Senin, 04 Januari 2010
MENCURI KARENA TERPAKSA
“Baiklah Saudari Fiona tolong ke depan untuk Presentasi makalah anda!” pinta ibu guru Rena yang cantik dan cerdas itu.
“Baik Bu . . .” jawab Fiona kemudian setelah beberapa menit berusaha mengumpulkan energi yang masih tersisa dalam tubuhnya. Walaupun tubuhnya super ceking, tapi Fiona masih memiliki tumpukan sedikit energi di bawah kulitnya yang sawo matang nan pucat.
Fiona adalah seorang gadis cantik tak berbapak yang dibesarkan oleh kedua kakek dan neneknya. Ibunya sudah menikah lagi dan merantau ke Sumatera dengan suami barunya dan memiliki dua anak, yang kemudian mereka menjadi dua adik tiri Fiona. Sedangkan ayah kandung Fiona telah meninggalkannya sebelum umurnya genap sebelas tahun. Sehingga sejak kecil ia menjadi asuhan kedua kakek dan nenek yang sangat menyayanginya, walaupun kehidupannya penuh dengan kemelaratan dan kemiskinan.
Fiona anak yang rajin dan suka bekerja keras. Ia acap kali membantu kedua kakek dan neneknya di lahan. Ia bisa menanam kacang panjang, kangkung darat, bayam, gembili, tela rambat, dan sayuran lainnya yang hasilnya ia jual sedangkan uangnya ia kumpulan untuk bisa membeli buku-buku bekas di rongsokan.

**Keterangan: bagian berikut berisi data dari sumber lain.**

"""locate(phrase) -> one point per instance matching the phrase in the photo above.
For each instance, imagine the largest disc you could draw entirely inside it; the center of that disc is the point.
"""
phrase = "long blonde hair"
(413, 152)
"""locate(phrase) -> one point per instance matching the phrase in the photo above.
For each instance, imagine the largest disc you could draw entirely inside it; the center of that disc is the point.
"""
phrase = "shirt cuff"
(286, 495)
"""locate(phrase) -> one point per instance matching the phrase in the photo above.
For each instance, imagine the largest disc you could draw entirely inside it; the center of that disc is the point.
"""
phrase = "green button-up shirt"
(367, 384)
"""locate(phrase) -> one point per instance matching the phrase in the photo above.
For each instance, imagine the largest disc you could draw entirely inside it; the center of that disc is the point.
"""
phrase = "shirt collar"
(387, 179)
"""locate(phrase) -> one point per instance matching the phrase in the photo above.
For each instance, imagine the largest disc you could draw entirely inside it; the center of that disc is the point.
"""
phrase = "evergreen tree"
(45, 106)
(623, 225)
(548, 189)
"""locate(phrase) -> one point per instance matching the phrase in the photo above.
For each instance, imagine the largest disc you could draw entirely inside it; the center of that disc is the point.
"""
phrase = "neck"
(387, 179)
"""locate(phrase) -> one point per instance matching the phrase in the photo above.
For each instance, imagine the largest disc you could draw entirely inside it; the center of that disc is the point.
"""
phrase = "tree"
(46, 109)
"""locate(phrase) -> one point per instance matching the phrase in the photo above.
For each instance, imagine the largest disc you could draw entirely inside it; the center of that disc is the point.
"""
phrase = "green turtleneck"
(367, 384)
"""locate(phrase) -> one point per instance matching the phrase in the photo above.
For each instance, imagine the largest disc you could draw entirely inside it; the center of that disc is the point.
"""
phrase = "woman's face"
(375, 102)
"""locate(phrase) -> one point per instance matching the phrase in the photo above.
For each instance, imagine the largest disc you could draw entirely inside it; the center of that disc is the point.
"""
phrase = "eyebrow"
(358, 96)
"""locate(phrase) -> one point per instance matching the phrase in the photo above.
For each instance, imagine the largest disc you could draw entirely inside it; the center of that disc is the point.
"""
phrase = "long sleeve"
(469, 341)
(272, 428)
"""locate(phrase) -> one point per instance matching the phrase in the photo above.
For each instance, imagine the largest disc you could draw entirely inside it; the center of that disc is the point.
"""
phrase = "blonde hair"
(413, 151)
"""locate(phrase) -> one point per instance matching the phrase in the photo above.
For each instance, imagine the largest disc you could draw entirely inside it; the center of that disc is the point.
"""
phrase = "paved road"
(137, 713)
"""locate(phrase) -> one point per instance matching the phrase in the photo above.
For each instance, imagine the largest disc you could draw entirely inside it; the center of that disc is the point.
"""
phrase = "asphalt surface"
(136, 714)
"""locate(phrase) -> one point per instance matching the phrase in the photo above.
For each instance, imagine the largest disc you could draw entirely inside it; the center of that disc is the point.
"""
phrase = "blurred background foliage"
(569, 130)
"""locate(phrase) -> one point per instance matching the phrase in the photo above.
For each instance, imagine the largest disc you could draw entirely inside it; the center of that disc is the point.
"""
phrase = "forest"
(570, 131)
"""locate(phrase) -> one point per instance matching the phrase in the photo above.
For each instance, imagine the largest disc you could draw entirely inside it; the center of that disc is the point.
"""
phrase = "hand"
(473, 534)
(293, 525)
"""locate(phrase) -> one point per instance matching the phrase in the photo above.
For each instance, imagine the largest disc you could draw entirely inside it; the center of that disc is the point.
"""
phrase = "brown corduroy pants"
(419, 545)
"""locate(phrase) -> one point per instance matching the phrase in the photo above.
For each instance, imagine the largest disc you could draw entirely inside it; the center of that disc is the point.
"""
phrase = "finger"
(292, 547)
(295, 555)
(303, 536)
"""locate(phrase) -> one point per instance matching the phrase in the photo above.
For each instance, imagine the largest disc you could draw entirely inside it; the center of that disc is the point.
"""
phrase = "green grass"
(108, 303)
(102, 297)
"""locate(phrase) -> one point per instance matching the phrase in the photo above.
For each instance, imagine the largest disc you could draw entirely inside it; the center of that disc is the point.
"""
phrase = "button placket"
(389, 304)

Hingga pagi itu ia disuruh presentasi tentang makalah ilmiahnya yang akan ia lombakan ke tingkat provinsi, tapi ia sedang merasakan perut yang melilit karena seperti biasanya ia tidak pernah sarapan pagi. Bukan karena tidak mau, . . . melainkan beras yang akan dimasak belum ada. Beras itu akan dapat ia makan disore hari . . . ketika kakeknya sudah berhasil menjual barang rongsokan yang dikumpulkannya sehari. Fiona tahu bahwa untuk bisa terus hidup . . . ia tidak bisa terus mengandalkan sawahnya yang hanya sepetak. Maka, selain membantu di sawah Fiona berusaha bekerja part time di sebuah lestoran sepulang sekolah. Seperti biasa pula ia menahan rasa lapar. Dan ia selalu menangguhkan rasa lapar yang perih itu hingga istirahat keduannya di siang hari.
“Metose ilmiah yang saya lakukan yaitu dengan metode eksperimental . . .” tukas Fiona menjelaskan sambil menggigit bibir bawahnya supaya tidak mencengkeram perutnya yang kempis.
“Jadi kesimpulan dari penelitian saya adalah bahwa Azolla pinnata atau paku kiambang dapat dijadikan alternatif pengganti pupuk urea yang ada di pasaran . . .” tutur Fiona pada akhirnya setelah sekitar dua puluh menit ia presentasi di depan teman-teman dan gurunya. Dan semuanya yang mendengar memberikan ap plause.
Beberapa menit kemudian bel istirahat pertama berbunyi, teman-teman Fiona langsung menghambur ke luar kelas. Ada yang menuju ke kantin, ke perpus, WC dan sebagainya. Sedangkan Fiona terduduk lemas tiada daya di meja. Sambil terus menggigit bibir ia menahan rasa lapar yang semakin menggerogoti sisa-sisa lemak yang ada dalam perutnya. Ia tidak berani memegang perutnya . . . karena takut ada temannya yang mengetahui bahwa setiap pagi ia sakit perut.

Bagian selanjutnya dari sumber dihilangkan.